Numerous media outlets are chronicling the troubles of SportsQuest, which has had filings of mechanic’s liens for unpaid bills totaling more than $1 million since last June, the Richmond Times-Dispatch reported.

“It’s been a challenging year,” SportsQuest CEO Steve Burton told the newspaper last week. “I look forward to better days.”

Last week, SportsQuest was evicted from its Midlothian, VA, training facility, which housed a basketball court and a weightlifting facility. At the same time, the Richmond Indoor Sports Experience (RISE) ended its partnership with the company. Richmond BizSense reported that the building’s landlord took down the SportsQuest signs and told members that SportsQuest no longer operated the gym.

“Steve [Burton] always promised one more thing, but I could only take that for so long,” building owner Neil Carns, told the newspaper. “Your patience just runs out.”

SportsQuest had planned to build a 250-acre, $250 million Olympic-style sports village in Midlothian, but those efforts have been halted for the time being.
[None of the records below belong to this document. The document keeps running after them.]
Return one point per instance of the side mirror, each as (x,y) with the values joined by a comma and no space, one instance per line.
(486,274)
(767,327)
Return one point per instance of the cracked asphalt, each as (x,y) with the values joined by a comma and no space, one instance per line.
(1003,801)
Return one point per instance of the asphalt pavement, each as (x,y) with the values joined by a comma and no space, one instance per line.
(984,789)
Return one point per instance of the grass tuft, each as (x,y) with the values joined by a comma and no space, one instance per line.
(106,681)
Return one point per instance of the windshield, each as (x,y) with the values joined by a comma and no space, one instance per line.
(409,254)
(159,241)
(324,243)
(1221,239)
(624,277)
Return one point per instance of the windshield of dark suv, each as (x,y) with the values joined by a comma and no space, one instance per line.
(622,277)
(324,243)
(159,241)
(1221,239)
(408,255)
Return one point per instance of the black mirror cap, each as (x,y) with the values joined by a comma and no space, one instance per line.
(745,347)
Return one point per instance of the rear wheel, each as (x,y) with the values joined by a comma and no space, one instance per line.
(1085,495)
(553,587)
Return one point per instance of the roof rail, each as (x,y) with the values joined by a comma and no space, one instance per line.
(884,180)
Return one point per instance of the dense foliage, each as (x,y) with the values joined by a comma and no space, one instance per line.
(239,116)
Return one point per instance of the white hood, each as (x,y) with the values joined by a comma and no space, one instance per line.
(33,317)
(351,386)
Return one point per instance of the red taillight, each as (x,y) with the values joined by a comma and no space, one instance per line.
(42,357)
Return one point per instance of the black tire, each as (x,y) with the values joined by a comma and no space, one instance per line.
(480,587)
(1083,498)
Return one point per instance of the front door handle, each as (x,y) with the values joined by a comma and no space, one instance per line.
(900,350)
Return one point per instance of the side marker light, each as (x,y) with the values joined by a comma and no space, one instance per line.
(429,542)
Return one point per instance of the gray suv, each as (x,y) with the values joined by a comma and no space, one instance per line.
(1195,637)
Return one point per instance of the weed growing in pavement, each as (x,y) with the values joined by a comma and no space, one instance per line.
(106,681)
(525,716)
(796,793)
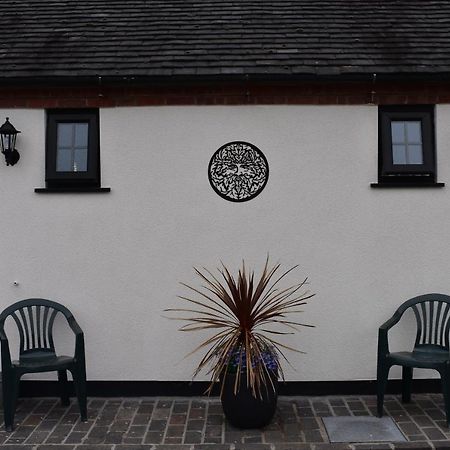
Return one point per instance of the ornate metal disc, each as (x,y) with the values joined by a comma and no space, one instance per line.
(238,171)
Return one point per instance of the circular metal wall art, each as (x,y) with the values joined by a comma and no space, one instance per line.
(238,171)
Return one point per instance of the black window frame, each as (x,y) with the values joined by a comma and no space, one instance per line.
(406,174)
(73,180)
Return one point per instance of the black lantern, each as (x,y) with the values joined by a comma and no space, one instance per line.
(8,136)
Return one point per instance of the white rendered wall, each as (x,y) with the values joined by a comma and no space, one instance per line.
(116,259)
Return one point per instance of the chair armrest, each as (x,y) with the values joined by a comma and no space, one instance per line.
(74,326)
(6,355)
(79,337)
(383,343)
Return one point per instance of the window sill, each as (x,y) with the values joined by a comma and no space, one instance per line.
(65,190)
(406,185)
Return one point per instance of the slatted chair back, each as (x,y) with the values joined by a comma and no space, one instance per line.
(432,313)
(34,319)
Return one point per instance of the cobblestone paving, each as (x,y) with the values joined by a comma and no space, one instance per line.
(198,424)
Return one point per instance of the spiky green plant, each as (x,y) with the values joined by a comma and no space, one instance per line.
(244,312)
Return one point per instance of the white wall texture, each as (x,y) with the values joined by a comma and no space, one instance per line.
(116,259)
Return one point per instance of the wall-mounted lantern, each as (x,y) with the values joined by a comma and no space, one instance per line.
(8,136)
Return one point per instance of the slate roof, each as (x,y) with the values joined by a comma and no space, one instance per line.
(147,38)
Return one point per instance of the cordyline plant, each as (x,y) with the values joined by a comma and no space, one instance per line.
(242,311)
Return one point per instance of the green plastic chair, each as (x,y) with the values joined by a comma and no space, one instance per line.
(34,318)
(431,347)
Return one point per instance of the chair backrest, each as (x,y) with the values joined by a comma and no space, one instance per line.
(432,313)
(34,318)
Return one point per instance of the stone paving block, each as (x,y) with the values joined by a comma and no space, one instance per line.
(434,434)
(171,447)
(157,425)
(161,413)
(233,437)
(252,439)
(75,437)
(141,419)
(412,446)
(145,408)
(16,447)
(56,447)
(313,436)
(340,411)
(173,440)
(154,437)
(193,437)
(180,407)
(132,441)
(211,447)
(177,419)
(195,425)
(273,436)
(288,446)
(133,447)
(252,447)
(372,446)
(332,447)
(175,431)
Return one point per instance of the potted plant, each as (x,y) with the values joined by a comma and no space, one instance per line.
(247,315)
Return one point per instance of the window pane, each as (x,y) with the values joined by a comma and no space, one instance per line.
(398,132)
(80,160)
(64,160)
(399,154)
(81,135)
(65,133)
(415,154)
(72,147)
(414,132)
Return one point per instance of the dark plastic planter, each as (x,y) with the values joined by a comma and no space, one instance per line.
(243,410)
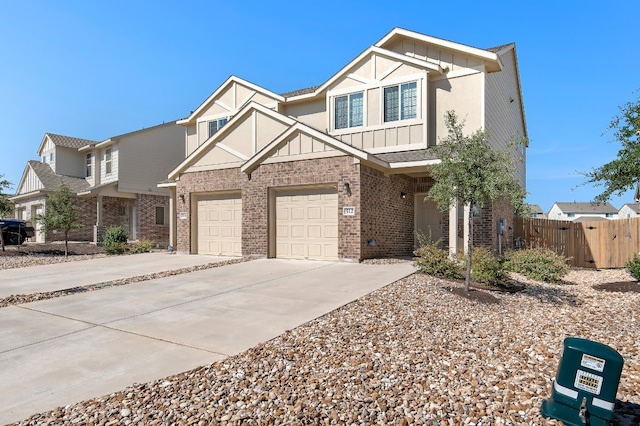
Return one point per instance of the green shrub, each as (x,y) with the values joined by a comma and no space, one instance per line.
(432,260)
(142,246)
(114,240)
(633,266)
(486,268)
(539,264)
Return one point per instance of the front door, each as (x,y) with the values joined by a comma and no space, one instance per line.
(428,219)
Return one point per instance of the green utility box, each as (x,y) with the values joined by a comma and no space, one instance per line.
(585,387)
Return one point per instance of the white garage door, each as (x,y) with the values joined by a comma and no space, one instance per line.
(307,224)
(220,225)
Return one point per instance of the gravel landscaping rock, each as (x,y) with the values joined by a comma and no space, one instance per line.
(413,352)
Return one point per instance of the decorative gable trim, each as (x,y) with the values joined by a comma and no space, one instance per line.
(230,81)
(468,50)
(345,72)
(213,140)
(277,143)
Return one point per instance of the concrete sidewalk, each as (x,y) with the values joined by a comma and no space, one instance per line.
(69,349)
(60,276)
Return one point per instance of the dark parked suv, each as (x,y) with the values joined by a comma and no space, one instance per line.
(15,231)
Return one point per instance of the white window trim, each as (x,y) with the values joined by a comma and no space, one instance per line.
(399,84)
(109,161)
(421,104)
(332,101)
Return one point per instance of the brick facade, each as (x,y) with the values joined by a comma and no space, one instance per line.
(383,224)
(255,189)
(147,227)
(387,217)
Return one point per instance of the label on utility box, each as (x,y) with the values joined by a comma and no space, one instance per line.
(592,362)
(588,382)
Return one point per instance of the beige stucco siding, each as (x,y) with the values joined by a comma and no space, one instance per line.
(312,113)
(146,158)
(446,58)
(461,94)
(504,119)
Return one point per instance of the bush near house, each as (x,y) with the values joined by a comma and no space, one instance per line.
(633,266)
(487,268)
(114,240)
(540,264)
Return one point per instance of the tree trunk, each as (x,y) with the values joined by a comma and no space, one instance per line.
(467,278)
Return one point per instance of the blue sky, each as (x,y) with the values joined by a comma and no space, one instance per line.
(98,69)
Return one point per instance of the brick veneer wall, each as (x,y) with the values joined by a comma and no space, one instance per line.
(147,228)
(485,232)
(387,218)
(332,171)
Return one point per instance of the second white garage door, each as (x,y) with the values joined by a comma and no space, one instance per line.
(307,224)
(220,225)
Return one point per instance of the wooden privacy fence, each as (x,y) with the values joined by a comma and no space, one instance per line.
(595,244)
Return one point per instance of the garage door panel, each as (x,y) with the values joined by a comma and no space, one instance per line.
(307,224)
(220,225)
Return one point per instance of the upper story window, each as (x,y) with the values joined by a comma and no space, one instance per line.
(216,125)
(401,102)
(88,165)
(107,160)
(349,110)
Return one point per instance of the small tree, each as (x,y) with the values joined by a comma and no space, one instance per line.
(470,172)
(623,173)
(6,206)
(61,213)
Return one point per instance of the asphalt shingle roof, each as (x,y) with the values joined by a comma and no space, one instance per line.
(52,181)
(407,156)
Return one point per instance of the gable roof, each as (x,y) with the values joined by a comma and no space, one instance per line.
(232,79)
(64,141)
(586,207)
(484,54)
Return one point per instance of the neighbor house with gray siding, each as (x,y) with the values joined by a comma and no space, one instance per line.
(341,170)
(115,181)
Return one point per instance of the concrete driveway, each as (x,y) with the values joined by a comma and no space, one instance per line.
(69,349)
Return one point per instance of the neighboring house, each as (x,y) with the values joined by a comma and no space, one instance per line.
(629,210)
(582,211)
(341,170)
(115,181)
(537,212)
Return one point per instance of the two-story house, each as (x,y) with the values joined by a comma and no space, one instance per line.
(341,170)
(115,181)
(582,211)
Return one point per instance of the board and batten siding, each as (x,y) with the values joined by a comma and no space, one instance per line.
(504,120)
(146,157)
(370,76)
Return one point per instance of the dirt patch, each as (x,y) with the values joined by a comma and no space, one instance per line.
(51,249)
(474,295)
(621,286)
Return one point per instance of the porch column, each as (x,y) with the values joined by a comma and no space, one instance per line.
(453,229)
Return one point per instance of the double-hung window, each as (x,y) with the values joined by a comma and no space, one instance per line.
(216,125)
(401,102)
(348,110)
(107,161)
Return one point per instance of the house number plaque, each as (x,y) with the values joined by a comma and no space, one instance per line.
(348,211)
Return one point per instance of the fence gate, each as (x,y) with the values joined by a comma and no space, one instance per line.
(595,244)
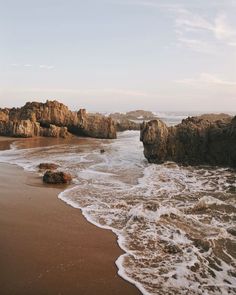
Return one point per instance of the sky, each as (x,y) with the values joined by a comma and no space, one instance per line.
(119,55)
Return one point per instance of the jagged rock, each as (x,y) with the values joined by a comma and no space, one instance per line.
(196,140)
(48,166)
(57,177)
(53,119)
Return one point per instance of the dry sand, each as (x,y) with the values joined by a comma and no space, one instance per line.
(48,247)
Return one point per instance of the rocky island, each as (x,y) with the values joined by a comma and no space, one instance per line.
(207,139)
(53,119)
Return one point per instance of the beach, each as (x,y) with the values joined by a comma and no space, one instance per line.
(48,247)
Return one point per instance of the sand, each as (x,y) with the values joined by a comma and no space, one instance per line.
(48,247)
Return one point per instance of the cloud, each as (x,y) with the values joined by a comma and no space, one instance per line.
(209,33)
(47,67)
(206,78)
(102,91)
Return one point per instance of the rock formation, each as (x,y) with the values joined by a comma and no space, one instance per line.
(53,119)
(197,140)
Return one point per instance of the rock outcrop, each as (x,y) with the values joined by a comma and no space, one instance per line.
(53,119)
(200,140)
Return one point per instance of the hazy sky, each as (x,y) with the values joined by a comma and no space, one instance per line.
(119,55)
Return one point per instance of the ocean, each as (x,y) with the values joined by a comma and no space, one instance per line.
(175,224)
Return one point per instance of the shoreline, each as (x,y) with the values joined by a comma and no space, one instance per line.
(47,246)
Chesterfield County leaders agreed to a $4.3 million investment in the complex in the summer of 2010, the newspaper reported. The county signed a $2 million, 20-year lease for the use of soccer fields, which are in operation, but the remaining $2.3 million is for a senior center and indoor basketball court that have yet to be built, according to the newspaper.


Earlier this month, the Virginia attorney general’s office sued SportsQuest, alleging that the company violated the state’s health spa and consumer protection acts. The complaint was filed in the Circuit Court of Chesterfield County.

The lawsuit is in relation to the sports village, not the training facility, in Midlothian. In the complaint, Attorney General Ken Cuccinelli alleges that SportsQuest sold prepayment contracts from September 2009 to April 2011 without disclosing a projected opening date for the facility. After April 2011, SportsQuest also sold prepayment contracts that disclosed a projected opening date that has passed without the facility opening. Cuccinelli contends that each contract is void and unenforceable under the Health Spa Act. He is seeking restitution for consumers who bought memberships.

An investigation by the Office of Consumer Affairs revealed that as of July 9, 2011, SportsQuest had sold 725 memberships, according to the complaint. The range of fees for pre-paid 36-month contracts is from $800 to $2,600, and the fees for memberships on a month-to-month basis go as high as $249.95, according to the complaint. SportsQuest could face civil penalties of up to $2,500 per violation.

At the time of the lawsuit, Burton wrote a note on the company’s blog in which he said the company would be broken up into three units: events, the academy and memberships. Burton also wrote that two prospective groups were engaged in acquiring the academy and memberships businesses. The Times-Dispatch, however, reported that no sales have been completed.

“While we have experienced delays related to the economy and pursuit of the east campus (sports village), we are confident that we will resolve any issues through our on-going discussions,” Burton wrote on the blog.